Views: 406
JAKARTA, JAPOS.CO — Peringatan keras dari UNESCO terhadap status Geopark Kaldera Toba sebagai warisan dunia mendapat sorotan tajam dari Pimpinan Komisi II DPR RI, Arya Bima. Dalam pernyataan resminya, Arya Bima menilai status “kartu kuning” yang diberikan oleh badan dunia tersebut sebagai sinyal darurat yang menunjukkan buruknya tata kelola pemerintahan daerah di kawasan Sumatera Utara, khususnya oleh Gubernur dan para kepala daerah di sekitar Danau Toba.
Menurut Arya Bima, peringatan tersebut bukan sekadar teguran administratif biasa, melainkan tamparan keras terhadap integritas tata kelola daerah dan cermin dari kegagalan kolaborasi lintas sektor. Geopark Kaldera Toba, tegasnya, bukan hanya destinasi wisata semata, melainkan simbol kebanggaan nasional dan indikator kemampuan daerah dalam mengelola sumber daya alam secara berkelanjutan serta berstandar internasional.

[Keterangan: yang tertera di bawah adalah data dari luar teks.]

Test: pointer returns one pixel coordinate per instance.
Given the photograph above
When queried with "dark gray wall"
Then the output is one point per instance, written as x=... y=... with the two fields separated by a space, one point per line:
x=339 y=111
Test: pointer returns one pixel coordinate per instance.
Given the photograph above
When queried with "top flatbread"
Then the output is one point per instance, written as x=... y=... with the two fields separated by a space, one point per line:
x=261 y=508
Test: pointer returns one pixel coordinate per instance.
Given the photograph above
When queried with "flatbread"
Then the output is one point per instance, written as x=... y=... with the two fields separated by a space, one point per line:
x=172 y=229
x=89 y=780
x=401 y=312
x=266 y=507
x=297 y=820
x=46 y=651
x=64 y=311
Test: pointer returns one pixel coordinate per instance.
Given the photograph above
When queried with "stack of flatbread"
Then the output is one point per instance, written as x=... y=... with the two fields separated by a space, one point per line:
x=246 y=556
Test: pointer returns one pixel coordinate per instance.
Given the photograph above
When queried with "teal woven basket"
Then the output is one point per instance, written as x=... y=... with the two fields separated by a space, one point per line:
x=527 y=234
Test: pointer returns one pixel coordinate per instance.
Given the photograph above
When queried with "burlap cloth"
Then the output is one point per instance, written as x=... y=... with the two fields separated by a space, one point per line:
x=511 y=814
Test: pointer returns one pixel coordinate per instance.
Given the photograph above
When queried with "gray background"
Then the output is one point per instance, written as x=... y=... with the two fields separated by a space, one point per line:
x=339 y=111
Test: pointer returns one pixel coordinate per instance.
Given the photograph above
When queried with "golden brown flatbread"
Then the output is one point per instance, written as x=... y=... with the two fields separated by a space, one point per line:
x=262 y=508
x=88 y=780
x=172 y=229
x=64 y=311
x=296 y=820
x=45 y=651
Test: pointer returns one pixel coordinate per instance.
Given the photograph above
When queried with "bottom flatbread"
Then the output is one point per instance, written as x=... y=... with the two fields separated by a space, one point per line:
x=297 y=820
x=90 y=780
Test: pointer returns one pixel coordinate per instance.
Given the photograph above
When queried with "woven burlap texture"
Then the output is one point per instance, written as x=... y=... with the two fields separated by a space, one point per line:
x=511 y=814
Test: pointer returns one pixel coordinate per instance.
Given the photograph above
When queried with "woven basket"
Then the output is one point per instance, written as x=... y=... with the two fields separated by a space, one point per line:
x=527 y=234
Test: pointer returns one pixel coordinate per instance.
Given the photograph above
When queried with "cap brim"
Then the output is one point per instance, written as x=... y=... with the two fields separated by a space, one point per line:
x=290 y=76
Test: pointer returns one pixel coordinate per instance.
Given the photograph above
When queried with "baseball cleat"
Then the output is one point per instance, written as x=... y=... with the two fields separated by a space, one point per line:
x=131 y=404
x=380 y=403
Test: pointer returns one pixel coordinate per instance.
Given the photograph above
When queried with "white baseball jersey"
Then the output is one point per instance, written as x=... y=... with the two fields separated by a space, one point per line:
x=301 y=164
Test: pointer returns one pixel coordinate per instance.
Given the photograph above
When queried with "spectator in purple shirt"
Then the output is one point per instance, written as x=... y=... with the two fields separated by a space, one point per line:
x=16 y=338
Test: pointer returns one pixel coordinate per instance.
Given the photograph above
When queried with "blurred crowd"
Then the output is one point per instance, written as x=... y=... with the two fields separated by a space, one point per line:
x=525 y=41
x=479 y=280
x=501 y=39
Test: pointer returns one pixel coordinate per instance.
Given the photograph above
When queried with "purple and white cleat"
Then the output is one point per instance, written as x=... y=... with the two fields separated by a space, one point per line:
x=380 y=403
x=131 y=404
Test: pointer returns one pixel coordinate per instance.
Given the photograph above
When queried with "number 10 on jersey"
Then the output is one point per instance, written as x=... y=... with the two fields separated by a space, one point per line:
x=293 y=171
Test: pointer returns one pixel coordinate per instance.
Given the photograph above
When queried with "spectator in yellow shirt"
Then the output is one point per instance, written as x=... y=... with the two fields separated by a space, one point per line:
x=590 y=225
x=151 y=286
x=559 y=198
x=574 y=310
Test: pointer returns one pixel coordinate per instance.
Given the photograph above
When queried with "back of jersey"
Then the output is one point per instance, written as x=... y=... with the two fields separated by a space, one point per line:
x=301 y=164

“Status kartu kuning ini menunjukkan bahwa pengelolaan Geopark Kaldera Toba belum memenuhi standar global yang ditetapkan UNESCO. Ini menjadi alarm bagi semua pihak, khususnya pemerintah daerah, untuk segera melakukan perbaikan menyeluruh,” ujar Arya Bima.
Kritik Tajam Terhadap Pemerintah Daerah
Dalam pernyataannya, Arya Bima tidak segan mengkritik langsung Gubernur Sumatera Utara, para bupati yang berada di kawasan Danau Toba. Ia menilai bahwa lemahnya koordinasi, rendahnya riset ilmiah, tidak terintegrasinya kebijakan tata ruang dan konservasi, serta minimnya partisipasi masyarakat lokal menjadi faktor utama merosotnya performa pengelolaan Geopark.
“Tata kelola yang amburadul, riset yang minim, serta tidak adanya edukasi publik yang masif membuat Geopark Kaldera Toba seperti kehilangan arah. Pemerintah daerah tidak bisa terus bergantung pada pemerintah pusat. Mereka harus bertindak cepat dan konkret,” tegasnya.
Arya Bima mendesak agar dilakukan evaluasi menyeluruh terhadap Badan Pengelola Geopark Kaldera Toba. Ia juga mendorong agar APBD diarahkan secara tegas untuk mendukung pembenahan kawasan tersebut, mulai dari infrastruktur konservasi, kolaborasi dengan perguruan tinggi dan lembaga riset, hingga peningkatan literasi dan edukasi masyarakat.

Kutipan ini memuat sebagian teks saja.